The Idea, Development, Exploration, Assessment, Long-term (IDEAL) framework, introduced in 2009, provides a structured approach to the optimal generation of evidence for surgical innovation. It outlines five stages: Idea, Development, Exploration, Assessment, and Long-term, guiding the progression of a novel procedure from its initial description through evaluation and exploration to its long-term study [
8]. The IDEAL framework adds significant value by improving the quality of evidence for new surgical interventions. It specifies the appropriate study designs and reporting requirements at each stage, ensuring robust evaluation and collective learning. Additionally, it helps to determine when to advance to higher levels of evidence, such as randomized clinical trials. By encouraging standardization and transparency, the framework promotes safe, efficient, and evidence-based surgical innovation [
4,
8]. The integration of frameworks such as IDEAL can significantly enhance the systematic evaluation of novel techniques. However, maintaining flexibility within the publication process remains crucial. Journals should evaluate each submission on its individual merits, employing rigorous peer review to address potential limitations inherent in smaller studies. This approach fosters an environment where innovation can progress without compromising patient safety or the scientific rigor essential to maintaining the integrity of the evidence base.

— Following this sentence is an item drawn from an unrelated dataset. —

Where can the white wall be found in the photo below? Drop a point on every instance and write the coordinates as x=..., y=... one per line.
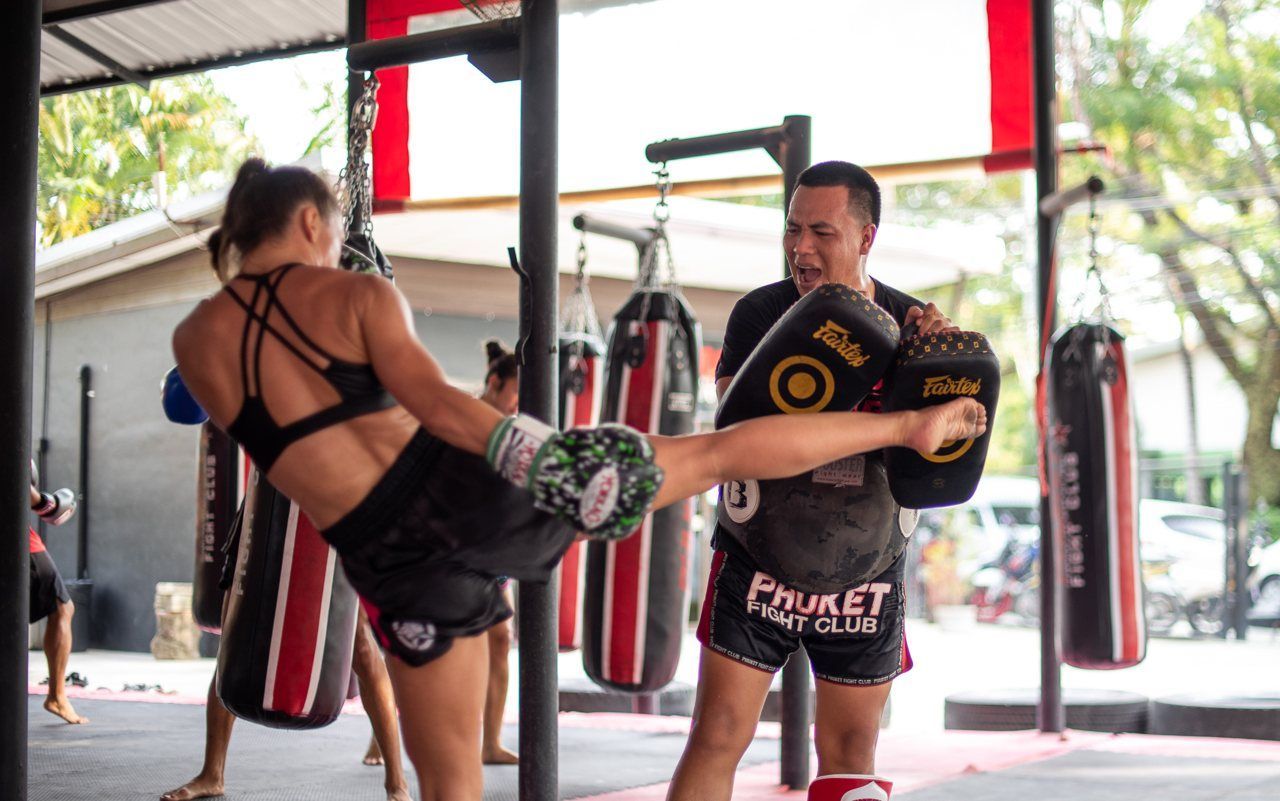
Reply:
x=1160, y=401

This study’s limitations include reliance on major databases and by selecting English-language-only publications. To mitigate this selection bias, the authors performed independent literature searches with multiple reviewers to reduce oversight and ensure consistency through centralized adjudication. A broad search strategy, using various databases (PubMed, Ovid, and Scopus) and diverse keywords, was employed to capture a wider range of pioneering techniques. Additionally, reference chasing and the inclusion of non-English publications aimed to minimize language bias. The inclusion criteria, developed with a senior urologist and cross-referenced with standard texts, ensured a comprehensive and rigorous search process, further addressing potential biases in study selection.